HL Deb 02 November 1993 vol 549 cc107-8WA
Lord Bruce of Donington

asked Her Majesty's Government:

Whether they will provide particulars of the pension arrangements made by the European Communities for the benefit of Members of the Commission: namely, Presidents, Vice-Presidents and Members respectively on their retirement from office and the taxation rules appropriate to the sums paid.

Baroness Chalker of Wallasey

Regulation No. 422/67/EEC, 5/67/EURATO, of 25th July 1967 (Official Journal L 187 of 8th August 1967) and subsequent modifications to it, sets out the salary and pension structure of the President, Vice-Presidents and Members of the European Commission.

For three years only after the end of their service (under the Maastricht Treaty the length of service will be for a renewable term of five years), they receive a transitory allowance determined by their final salary and the length of service. This ranges between 40 per cent of final salary for service of less than two years and 65 per cent. for service of 15 years or more.
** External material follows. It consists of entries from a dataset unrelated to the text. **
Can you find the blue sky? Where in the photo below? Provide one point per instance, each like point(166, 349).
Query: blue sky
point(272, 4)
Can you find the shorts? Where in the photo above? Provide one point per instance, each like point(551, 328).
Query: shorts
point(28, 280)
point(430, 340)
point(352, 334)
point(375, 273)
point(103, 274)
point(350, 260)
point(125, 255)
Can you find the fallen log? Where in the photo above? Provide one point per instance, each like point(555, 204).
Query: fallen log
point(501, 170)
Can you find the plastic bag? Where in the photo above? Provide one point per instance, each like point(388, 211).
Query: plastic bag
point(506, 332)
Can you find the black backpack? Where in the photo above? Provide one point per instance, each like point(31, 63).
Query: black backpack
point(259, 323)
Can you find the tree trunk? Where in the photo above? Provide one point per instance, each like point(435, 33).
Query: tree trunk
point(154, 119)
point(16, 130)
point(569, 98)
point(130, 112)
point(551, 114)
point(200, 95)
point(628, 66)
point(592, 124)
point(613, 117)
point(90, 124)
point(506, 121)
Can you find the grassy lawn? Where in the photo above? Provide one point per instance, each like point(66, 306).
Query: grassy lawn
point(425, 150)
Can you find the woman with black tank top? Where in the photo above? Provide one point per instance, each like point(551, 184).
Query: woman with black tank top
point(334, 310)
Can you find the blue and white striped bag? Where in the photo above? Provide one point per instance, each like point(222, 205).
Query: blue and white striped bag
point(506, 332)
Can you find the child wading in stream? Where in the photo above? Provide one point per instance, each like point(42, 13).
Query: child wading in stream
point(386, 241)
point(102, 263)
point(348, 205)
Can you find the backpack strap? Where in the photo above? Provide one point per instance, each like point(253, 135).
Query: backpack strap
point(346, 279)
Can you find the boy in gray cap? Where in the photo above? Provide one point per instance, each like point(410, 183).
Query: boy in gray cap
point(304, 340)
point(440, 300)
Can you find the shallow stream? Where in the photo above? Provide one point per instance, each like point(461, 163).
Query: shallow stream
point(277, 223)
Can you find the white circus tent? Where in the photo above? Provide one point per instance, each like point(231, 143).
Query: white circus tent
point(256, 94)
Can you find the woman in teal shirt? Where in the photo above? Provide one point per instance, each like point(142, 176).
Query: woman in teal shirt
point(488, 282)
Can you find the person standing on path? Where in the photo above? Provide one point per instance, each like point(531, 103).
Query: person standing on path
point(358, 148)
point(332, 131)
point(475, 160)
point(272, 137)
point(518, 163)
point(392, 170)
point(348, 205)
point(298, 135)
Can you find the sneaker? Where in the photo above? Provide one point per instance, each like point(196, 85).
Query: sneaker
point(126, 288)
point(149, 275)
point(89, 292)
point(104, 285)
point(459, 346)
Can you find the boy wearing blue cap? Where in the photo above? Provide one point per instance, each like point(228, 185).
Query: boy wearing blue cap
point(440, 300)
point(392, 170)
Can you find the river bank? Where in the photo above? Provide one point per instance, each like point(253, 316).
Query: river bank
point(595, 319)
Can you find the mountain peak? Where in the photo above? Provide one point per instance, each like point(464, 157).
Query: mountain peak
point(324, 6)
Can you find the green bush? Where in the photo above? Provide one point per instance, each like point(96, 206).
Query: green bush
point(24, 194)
When they reach 65 years of age, they are entitled to a pension for life determined by the sum of 4.5 per cent. of their final annual salary for each year of service (and 1/12 of this sum for each additional completed month), up to a maximum of 70 per cent. of their final salary. This pension can be obtained between the ages of 60 and 65 determined by a co-efficient between 70 per cent. and 95 per cent. of the final pension.

From these sums are deducted amounts (up to 2 per cent.) for social security medical insurance and sums due under the Community income tax and temporary levy.